Entrou na aldeia, com o carro em marcha lenta, percorrendo a estrada que acompanhava o percurso da ribeira, vinda dos lados da Estrela. Os seus olhos indagavam velhos lugares, cenários onde, há muito tempo, um pequenote atrevido sorvia a vida num espaço resguardado pela geografia dos montes e pelas leis dos mais velhos. Passou junto à ponte medieval, cenário das primeiras tentativas de pescador, onde, toscamente munido duma linha de costura e de um alfinete a servir de anzol, tentara em vão a sua primeira captura, para gáudio dos próprios peixes. Logo a seguir surgia o lameiro, uma zona plana e ervada na margem direita da ribeira, palco de alguns conflitos, nas grandes tardes das férias grandes, entre as lavadeiras e a garotada irrequieta: aquelas porque precisavam do espaço para secar a roupa, estes porque não havia sítio mais maneirinho para a disputa de intermináveis jogos de futebol. Ao fundo via-se o açude, cujas águas represadas proporcionavam grandes banhos retemperadores nas tardes cálidas de Verão. Era ali, no Portal do Meio, que todas as gerações da aldeia aprendiam a nadar, num estilo pouco vistoso mas eficaz.
Continuou a marcha e subiu a rua que levava à igreja, que se desenhava, lá em cima, de forma opulenta. A meio da rua virou à esquerda, em direcção ao bairro onde nascera. Passou pela renascentista capela das Almas, com um amplo largo onde muitos santos foram festejados ao som da Banda Filarmónica local, e chegou ao velho fontanário da Fonte de Cima, que agora só servia para um ou outro burro se dessedentar. A rua que o vira crescer ficava logo a seguir, e decidiu deixar ali o carro.

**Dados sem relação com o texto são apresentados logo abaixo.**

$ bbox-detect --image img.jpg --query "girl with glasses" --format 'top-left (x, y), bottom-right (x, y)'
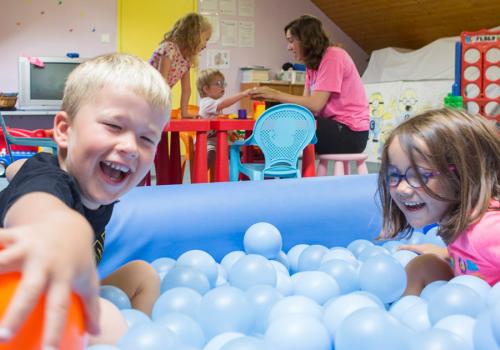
top-left (378, 109), bottom-right (500, 295)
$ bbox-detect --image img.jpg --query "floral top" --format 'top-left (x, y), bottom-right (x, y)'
top-left (149, 41), bottom-right (191, 87)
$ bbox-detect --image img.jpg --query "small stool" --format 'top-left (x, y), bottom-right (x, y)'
top-left (317, 153), bottom-right (368, 176)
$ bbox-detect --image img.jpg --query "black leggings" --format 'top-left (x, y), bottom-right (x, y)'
top-left (316, 118), bottom-right (368, 154)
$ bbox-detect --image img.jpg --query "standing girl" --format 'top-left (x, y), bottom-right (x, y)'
top-left (379, 109), bottom-right (500, 295)
top-left (150, 13), bottom-right (212, 118)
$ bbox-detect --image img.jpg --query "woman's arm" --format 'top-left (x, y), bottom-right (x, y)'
top-left (181, 70), bottom-right (196, 118)
top-left (250, 86), bottom-right (331, 113)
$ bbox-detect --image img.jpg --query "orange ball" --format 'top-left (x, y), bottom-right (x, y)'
top-left (0, 272), bottom-right (87, 350)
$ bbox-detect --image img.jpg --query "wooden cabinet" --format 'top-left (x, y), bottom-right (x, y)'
top-left (240, 81), bottom-right (304, 115)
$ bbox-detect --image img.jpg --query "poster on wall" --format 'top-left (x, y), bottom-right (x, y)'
top-left (207, 50), bottom-right (230, 69)
top-left (200, 0), bottom-right (219, 14)
top-left (219, 0), bottom-right (236, 16)
top-left (364, 80), bottom-right (453, 163)
top-left (238, 0), bottom-right (255, 17)
top-left (206, 15), bottom-right (220, 44)
top-left (238, 21), bottom-right (255, 47)
top-left (220, 19), bottom-right (238, 46)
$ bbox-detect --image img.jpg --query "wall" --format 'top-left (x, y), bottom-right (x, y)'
top-left (199, 0), bottom-right (369, 113)
top-left (0, 0), bottom-right (116, 92)
top-left (0, 0), bottom-right (368, 112)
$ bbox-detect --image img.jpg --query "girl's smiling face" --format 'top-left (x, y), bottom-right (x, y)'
top-left (388, 137), bottom-right (450, 228)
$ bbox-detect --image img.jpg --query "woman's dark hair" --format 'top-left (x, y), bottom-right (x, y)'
top-left (285, 15), bottom-right (330, 70)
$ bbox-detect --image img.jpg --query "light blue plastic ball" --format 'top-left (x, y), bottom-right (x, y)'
top-left (243, 222), bottom-right (283, 259)
top-left (335, 308), bottom-right (411, 350)
top-left (347, 239), bottom-right (374, 257)
top-left (286, 244), bottom-right (309, 273)
top-left (448, 275), bottom-right (491, 301)
top-left (359, 254), bottom-right (406, 303)
top-left (203, 332), bottom-right (245, 350)
top-left (245, 285), bottom-right (283, 334)
top-left (399, 303), bottom-right (432, 332)
top-left (99, 285), bottom-right (132, 310)
top-left (323, 293), bottom-right (383, 339)
top-left (473, 310), bottom-right (500, 350)
top-left (319, 259), bottom-right (359, 294)
top-left (292, 271), bottom-right (340, 305)
top-left (268, 295), bottom-right (323, 323)
top-left (420, 280), bottom-right (448, 301)
top-left (276, 272), bottom-right (293, 297)
top-left (155, 312), bottom-right (205, 348)
top-left (436, 314), bottom-right (476, 349)
top-left (275, 250), bottom-right (290, 272)
top-left (297, 244), bottom-right (329, 271)
top-left (176, 250), bottom-right (218, 287)
top-left (151, 258), bottom-right (175, 274)
top-left (221, 336), bottom-right (266, 350)
top-left (120, 309), bottom-right (151, 328)
top-left (358, 245), bottom-right (391, 262)
top-left (429, 283), bottom-right (486, 324)
top-left (220, 250), bottom-right (246, 272)
top-left (486, 282), bottom-right (500, 307)
top-left (321, 247), bottom-right (358, 266)
top-left (198, 286), bottom-right (255, 339)
top-left (409, 328), bottom-right (470, 350)
top-left (152, 287), bottom-right (201, 320)
top-left (264, 315), bottom-right (332, 350)
top-left (160, 265), bottom-right (210, 294)
top-left (389, 295), bottom-right (427, 320)
top-left (117, 322), bottom-right (177, 350)
top-left (228, 254), bottom-right (277, 290)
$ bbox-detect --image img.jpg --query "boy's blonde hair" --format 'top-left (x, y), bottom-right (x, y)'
top-left (378, 109), bottom-right (500, 243)
top-left (162, 12), bottom-right (212, 66)
top-left (62, 53), bottom-right (170, 118)
top-left (196, 68), bottom-right (224, 97)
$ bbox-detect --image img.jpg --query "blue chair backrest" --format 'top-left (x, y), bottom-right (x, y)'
top-left (252, 103), bottom-right (316, 171)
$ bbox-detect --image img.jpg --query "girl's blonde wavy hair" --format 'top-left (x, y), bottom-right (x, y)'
top-left (162, 12), bottom-right (212, 66)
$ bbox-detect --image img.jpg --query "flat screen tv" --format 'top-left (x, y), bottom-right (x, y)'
top-left (18, 57), bottom-right (85, 110)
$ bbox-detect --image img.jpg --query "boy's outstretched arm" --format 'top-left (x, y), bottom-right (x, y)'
top-left (0, 192), bottom-right (99, 348)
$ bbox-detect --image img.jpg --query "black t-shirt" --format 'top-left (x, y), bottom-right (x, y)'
top-left (0, 153), bottom-right (114, 262)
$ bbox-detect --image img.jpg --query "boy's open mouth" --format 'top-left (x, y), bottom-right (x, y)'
top-left (100, 160), bottom-right (130, 182)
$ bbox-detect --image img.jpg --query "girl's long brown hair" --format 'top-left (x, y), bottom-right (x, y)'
top-left (285, 15), bottom-right (330, 70)
top-left (378, 109), bottom-right (500, 243)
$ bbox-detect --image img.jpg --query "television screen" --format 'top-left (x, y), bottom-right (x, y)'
top-left (30, 62), bottom-right (78, 100)
top-left (18, 57), bottom-right (84, 110)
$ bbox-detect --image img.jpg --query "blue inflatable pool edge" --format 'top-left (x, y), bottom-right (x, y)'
top-left (99, 174), bottom-right (381, 277)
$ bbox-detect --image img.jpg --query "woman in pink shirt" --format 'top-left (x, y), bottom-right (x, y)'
top-left (252, 15), bottom-right (370, 154)
top-left (379, 109), bottom-right (500, 295)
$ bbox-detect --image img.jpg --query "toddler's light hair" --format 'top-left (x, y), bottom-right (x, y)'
top-left (196, 68), bottom-right (224, 97)
top-left (62, 53), bottom-right (170, 120)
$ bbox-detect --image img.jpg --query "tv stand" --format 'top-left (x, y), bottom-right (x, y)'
top-left (0, 109), bottom-right (57, 130)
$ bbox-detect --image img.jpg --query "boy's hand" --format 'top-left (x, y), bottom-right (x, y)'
top-left (0, 192), bottom-right (99, 348)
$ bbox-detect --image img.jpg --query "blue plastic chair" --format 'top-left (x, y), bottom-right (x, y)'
top-left (0, 113), bottom-right (57, 162)
top-left (229, 103), bottom-right (316, 181)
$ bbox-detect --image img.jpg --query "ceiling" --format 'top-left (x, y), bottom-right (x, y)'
top-left (312, 0), bottom-right (500, 54)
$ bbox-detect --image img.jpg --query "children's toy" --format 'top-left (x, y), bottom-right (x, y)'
top-left (461, 29), bottom-right (500, 122)
top-left (0, 272), bottom-right (86, 350)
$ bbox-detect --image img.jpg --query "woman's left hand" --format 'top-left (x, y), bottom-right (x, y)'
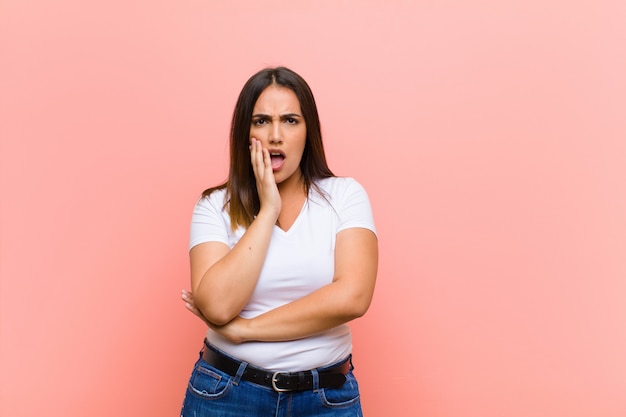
top-left (181, 290), bottom-right (250, 343)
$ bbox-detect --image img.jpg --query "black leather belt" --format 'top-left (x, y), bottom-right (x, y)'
top-left (202, 343), bottom-right (350, 392)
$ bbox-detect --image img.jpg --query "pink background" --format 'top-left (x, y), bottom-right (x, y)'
top-left (0, 0), bottom-right (626, 417)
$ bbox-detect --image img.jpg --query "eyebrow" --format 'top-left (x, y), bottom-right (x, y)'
top-left (252, 113), bottom-right (302, 119)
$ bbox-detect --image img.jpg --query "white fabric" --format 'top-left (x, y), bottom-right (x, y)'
top-left (189, 177), bottom-right (376, 371)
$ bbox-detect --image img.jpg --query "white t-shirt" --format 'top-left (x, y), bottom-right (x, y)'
top-left (189, 177), bottom-right (376, 371)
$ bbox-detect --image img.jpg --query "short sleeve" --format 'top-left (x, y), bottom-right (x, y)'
top-left (336, 178), bottom-right (377, 234)
top-left (189, 190), bottom-right (230, 250)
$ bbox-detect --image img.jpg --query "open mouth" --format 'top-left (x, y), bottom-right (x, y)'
top-left (270, 151), bottom-right (285, 171)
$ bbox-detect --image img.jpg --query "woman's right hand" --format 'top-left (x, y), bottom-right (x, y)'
top-left (250, 138), bottom-right (282, 221)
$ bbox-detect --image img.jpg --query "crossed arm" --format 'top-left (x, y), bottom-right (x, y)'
top-left (183, 226), bottom-right (378, 343)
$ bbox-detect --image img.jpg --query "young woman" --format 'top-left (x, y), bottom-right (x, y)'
top-left (181, 67), bottom-right (378, 417)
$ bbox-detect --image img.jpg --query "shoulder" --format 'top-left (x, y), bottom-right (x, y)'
top-left (196, 188), bottom-right (228, 211)
top-left (315, 177), bottom-right (365, 198)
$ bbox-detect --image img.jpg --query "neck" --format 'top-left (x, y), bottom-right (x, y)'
top-left (277, 174), bottom-right (306, 198)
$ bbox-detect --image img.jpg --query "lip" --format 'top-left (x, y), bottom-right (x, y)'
top-left (267, 149), bottom-right (286, 172)
top-left (267, 148), bottom-right (285, 158)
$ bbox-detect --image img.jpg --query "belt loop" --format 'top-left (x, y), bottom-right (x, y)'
top-left (233, 362), bottom-right (248, 385)
top-left (311, 369), bottom-right (320, 392)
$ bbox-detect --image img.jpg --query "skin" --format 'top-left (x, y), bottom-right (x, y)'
top-left (182, 85), bottom-right (378, 343)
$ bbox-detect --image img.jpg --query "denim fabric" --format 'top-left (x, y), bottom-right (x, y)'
top-left (180, 348), bottom-right (363, 417)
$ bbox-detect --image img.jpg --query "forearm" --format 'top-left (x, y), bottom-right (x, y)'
top-left (192, 213), bottom-right (276, 325)
top-left (241, 282), bottom-right (373, 342)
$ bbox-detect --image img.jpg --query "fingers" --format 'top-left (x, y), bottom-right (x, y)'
top-left (250, 138), bottom-right (272, 181)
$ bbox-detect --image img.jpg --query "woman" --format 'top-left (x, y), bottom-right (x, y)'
top-left (181, 67), bottom-right (378, 417)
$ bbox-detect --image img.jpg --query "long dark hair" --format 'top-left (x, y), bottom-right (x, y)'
top-left (202, 67), bottom-right (335, 230)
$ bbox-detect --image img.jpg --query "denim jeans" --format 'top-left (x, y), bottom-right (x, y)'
top-left (180, 346), bottom-right (363, 417)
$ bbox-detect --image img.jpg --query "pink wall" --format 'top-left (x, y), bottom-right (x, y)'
top-left (0, 0), bottom-right (626, 417)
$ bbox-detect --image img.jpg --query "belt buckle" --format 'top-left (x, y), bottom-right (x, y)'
top-left (272, 372), bottom-right (291, 392)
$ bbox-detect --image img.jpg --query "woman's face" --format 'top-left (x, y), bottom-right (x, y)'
top-left (250, 84), bottom-right (306, 184)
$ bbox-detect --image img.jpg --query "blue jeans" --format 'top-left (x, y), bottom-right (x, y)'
top-left (180, 344), bottom-right (363, 417)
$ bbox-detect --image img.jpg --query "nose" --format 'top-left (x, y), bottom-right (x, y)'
top-left (269, 123), bottom-right (283, 145)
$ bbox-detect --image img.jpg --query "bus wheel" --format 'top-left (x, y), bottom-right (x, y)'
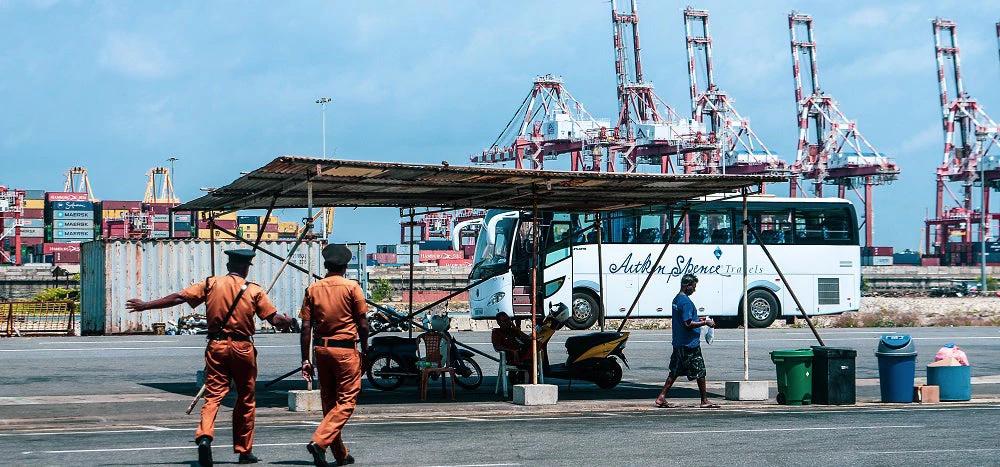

Quando se apeou olhou em volta. Uma velha de lenço preto espreitava a uma janela, mas na rua não se via vivalma. Apenas um rafeiro curioso dava sinal de si, rosnando, desconfiado, para aquele intruso. A ruína de algumas casas era evidente, mas deixando ainda resquícios dum viver que se esvaíra demasiado depressa. Longe ia o tempo em que os dias decorriam, buliçosos, marcados pela azáfama do cultivo dos campos. Havia sempre muita terra para esgravatar, que a sobrevivência das famílias, com muitas bocas para alimentar, assim o exigia. Os mais novos começavam cedo a ajudar, e dividiam o tempo entre a escola, as brincadeiras e a iniciação à aprendizagem dos trabalhos agrícolas.
Quando chegou ao local da sua demanda, em vão procurou a casa onde nascera, onde o balcão de xisto era referência de toda a rua. Sentiu um aperto no peito, e virou costas a um mamarracho de janelas de alumínio que tinham construído no seu lugar. O encantamento tinha-se desvanecido com aquela visão. Ainda tentou preservá-lo, metendo pelo caminho do Ribeiro, cenário onde os irmãos mais velhos o tinham iniciado nos segredos das descobertas dos ninhos (Eu sei um ninho de melro! - gritou ele, na primeira descoberta) mas já não se conseguiu recompor.
Quando entrou no carro sabia que nunca mais voltaria. Já ali não pertencia. Mas iria continuar a conservar dentro de si, qual tesouro de incalculável valor, a imagem da casa de balcão de xisto com uma varanda de madeira, onde o velho Luís, ao serão, lhe contara tantas histórias de encantar.